Con il messaggio n. 1169 del 19 marzo 2021 sono state fornite le indicazioni per la presentazione, entro il 1° maggio 2021, delle domande di riconoscimento dello svolgimento di lavori particolarmente faticosi e pesanti (c.d. “usuranti“), per i lavoratori che maturano i requisiti agevolati per l’accesso al trattamento pensionistico dal 1° gennaio 2022 al 31 dicembre 2022.
Il messaggio n. 1201 del 16 marzo 2022 fornisce ora le istruzioni per la presentazione, entro il 1° maggio 2022, di dette domande, con riferimento ai soggetti che perfezionano i prescritti requisiti nell’anno 2023.
La domanda in argomento può essere presentata anche dai lavoratori dipendenti del settore privato che hanno svolto lavori particolarmente faticosi e pesanti e che raggiungono il diritto alla pensione di anzianità con il cumulo della contribuzione versata in una delle gestioni speciali dei lavoratori autonomi, secondo le regole previste per quelle stesse gestioni speciali.

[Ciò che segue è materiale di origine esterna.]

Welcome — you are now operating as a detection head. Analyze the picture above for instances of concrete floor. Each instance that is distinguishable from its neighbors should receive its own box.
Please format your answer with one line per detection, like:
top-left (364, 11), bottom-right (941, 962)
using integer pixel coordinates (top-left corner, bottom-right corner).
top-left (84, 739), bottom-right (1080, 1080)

Requisiti per l’accesso alle domande di riconoscimento dello svolgimento di lavori usuranti
Le categorie di lavoratori destinatarie del beneficio in parola, che maturano i requisiti dal 1° gennaio 2023 al 31 dicembre 2023, possono conseguire il trattamento pensionistico ove in possesso di un’anzianità contributiva di almeno 35 anni (utile per il diritto alla pensione di anzianità) e, se lavoratori dipendenti, di un’età minima di 61 anni e 7 mesi, fermo restando il raggiungimento di quota 97,6 ovvero, se lavoratori autonomi, di un’età minima di 62 anni e 7 mesi, fermo restando il raggiungimento di quota 98,6.
La presentazione della domanda di riconoscimento del beneficio oltre il termine del 1° maggio 2022 comporta, in caso di accertamento positivo dei requisiti, il differimento della decorrenza del trattamento pensionistico anticipato pari a:
- un mese, per un ritardo della presentazione inferiore o pari a un mese;
- due mesi, per un ritardo della presentazione compreso tra un mese e due mesi superiore a un mese e inferiore a tre mesi;
- tre mesi, per un ritardo della presentazione pari o superiore a tre mesi.
La domanda di accesso al beneficio deve, come detto, essere presentata entro il 1° maggio 2022 per coloro che perfezionano i requisiti dal 1° gennaio 2023 al 31 dicembre 2023.
Nel caso in cui la domanda venga presentata oltre i termini sopra individuati, e sempre che sia accertato il possesso dei requisiti prescritti, la decorrenza della pensione è differita secondo le scansioni temporali indicate nel messaggio oggetto del presente contributo.
La domanda deve essere corredata dalla documentazione minima necessaria indicata nella tabella A allegata al decreto interministeriale del 20 settembre 2011, in relazione alle tipologie di attività lavorative di cui al decreto legislativo n. 67 del 2011, come sostituita dalla tabella A allegata al decreto 20 settembre 2017.
Da ultimo: la domanda di riconoscimento del beneficio deve essere presentata telematicamente, corredata dal modulo “AP45” e dalla documentazione minima richiesta.